Hemos visto pasearse por cuanto medio de expresión existe, a un pintoresco personaje, con expresiones grotescas, léxico inadecuado, vestimenta de talla menor a la que corresponde y con morisquetas equívocas. Adicionalmente se conoció que el personaje en cuestión había sido contratado, con nuestros impuestos, nada menos que por el Ministerio de Cultura, encargado de la promoción cultural, por supuesto muy alejada de las características del singular individuo.

Como si lo reseñado no fuese indignante, habría más que evidencias que la contratación de tal personilla tuviese su origen en Palacio de Gobierno, a donde asistía y se paseaba como si fuese su casa, y trasponiendo medidas de seguridad y controles.

También se han dado a conocer grabaciones, que no han sido autorizadas por todos sus actores, de donde se podría deducir que tienen origen clandestino, irregular y, por qué no decirlo, espurio.
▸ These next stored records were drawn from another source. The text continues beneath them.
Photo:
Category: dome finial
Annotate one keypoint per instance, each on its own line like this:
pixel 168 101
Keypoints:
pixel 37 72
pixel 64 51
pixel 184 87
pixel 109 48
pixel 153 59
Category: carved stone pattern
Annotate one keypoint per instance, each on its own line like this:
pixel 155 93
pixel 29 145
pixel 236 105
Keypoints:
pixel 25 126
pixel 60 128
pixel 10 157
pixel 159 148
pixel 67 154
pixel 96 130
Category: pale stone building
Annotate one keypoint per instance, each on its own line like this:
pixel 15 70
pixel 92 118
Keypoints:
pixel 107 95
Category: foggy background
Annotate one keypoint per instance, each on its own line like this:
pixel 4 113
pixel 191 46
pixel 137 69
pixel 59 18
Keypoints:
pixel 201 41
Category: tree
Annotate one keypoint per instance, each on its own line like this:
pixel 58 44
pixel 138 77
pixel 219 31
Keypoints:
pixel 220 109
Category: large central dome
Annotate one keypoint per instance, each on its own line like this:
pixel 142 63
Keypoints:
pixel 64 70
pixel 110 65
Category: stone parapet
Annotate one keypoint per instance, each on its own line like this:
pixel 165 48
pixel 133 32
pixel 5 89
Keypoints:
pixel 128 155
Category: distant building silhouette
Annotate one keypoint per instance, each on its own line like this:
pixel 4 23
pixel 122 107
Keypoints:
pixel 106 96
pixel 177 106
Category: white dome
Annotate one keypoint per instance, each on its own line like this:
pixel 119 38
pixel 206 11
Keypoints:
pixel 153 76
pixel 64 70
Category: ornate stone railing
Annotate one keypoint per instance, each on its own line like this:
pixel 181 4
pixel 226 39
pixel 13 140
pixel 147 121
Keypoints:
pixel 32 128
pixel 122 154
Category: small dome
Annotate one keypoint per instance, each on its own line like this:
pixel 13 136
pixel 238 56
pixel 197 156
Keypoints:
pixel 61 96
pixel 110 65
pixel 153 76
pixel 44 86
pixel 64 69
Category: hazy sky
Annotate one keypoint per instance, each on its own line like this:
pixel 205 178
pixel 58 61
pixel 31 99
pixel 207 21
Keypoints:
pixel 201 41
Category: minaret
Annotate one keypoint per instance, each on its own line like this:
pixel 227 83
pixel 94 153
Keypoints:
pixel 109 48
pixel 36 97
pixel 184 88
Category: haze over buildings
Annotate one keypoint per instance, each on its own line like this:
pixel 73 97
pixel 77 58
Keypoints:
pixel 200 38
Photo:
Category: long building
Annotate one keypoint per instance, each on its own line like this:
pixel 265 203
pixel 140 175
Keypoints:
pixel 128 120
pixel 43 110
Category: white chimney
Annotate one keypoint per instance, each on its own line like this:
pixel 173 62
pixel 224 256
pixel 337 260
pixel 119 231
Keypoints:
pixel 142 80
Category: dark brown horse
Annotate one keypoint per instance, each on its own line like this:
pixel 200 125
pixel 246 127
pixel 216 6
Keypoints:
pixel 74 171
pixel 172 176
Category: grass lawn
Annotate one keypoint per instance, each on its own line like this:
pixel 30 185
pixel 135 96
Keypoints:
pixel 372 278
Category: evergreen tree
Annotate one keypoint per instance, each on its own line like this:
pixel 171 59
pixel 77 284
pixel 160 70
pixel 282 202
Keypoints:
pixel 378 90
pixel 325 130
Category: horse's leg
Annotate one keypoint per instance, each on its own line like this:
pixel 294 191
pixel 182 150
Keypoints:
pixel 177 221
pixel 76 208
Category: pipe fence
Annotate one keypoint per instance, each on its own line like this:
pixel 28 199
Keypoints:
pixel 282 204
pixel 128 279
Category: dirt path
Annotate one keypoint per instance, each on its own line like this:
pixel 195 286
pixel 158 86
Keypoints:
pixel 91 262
De ellas se podría concluir que el presidente Vizcarra llevó a Palacio como sus más cercanos colaboradores a personas peligrosas para la estabilidad gubernamental, que no conocen de lealtades y que carecen de la más mínima inteligencia emocional. Hay que fumigar Palacio.

En simultáneo en el Congreso, el presidente de la Comisión encargada de investigar las relaciones gubernamentales del personaje bufo al que nos hemos referido, sin esperar que se realicen las diligencias programadas ni que se tengan conclusiones y menos elaborado su informe final, entrega en sesión pública del Parlamento los audios del escándalo.

Lo anterior dio sustento a que se presentara moción de vacancia del Presidente de la República en el Congreso, que se admitiera y que, al escribirse esta columna, aún estuviese pendiente de pronunciamiento.

El presidente del Poder Legislativo, siguiente en la línea sucesoral del presidente Vizcarra, se ve envuelto en dimes y diretes con terceros, en relación con la supuesta formación de lo que sería su gabinete ministerial en caso se produjese la vacancia, de lo mismo que se acusaba al sucesor de Pedro Pablo Kuczynski.

Dentro de esta novela de pésimo gusto, el presidente del Congreso hace llamadas telefónicas, inoportunas e inconvenientes a comandantes generales de las Fuerzas Armadas y, el presidente del Consejo de Ministros pone a las mismas autoridades castrenses como telón de fondo a sus declaraciones políticas públicas, que como imagen dice más que la realidad.

Deplorablemente, todo lo expresado se produce en tiempos en que soportamos quizás la peor pandemia de la historia, la cual ha originado muchísimas limitaciones y prohibiciones a los ciudadanos, pérdida de empleos en número de seis dígitos y encima una crisis económica nunca antes sufrida con la intensidad en que se ha manifestado.

Dios quiera que nuestros parlamentarios aquilaten la situación y sepan trasladar sus atribuciones a mejores tiempos, para evitar más daño al Perú. Postergar sin olvidar.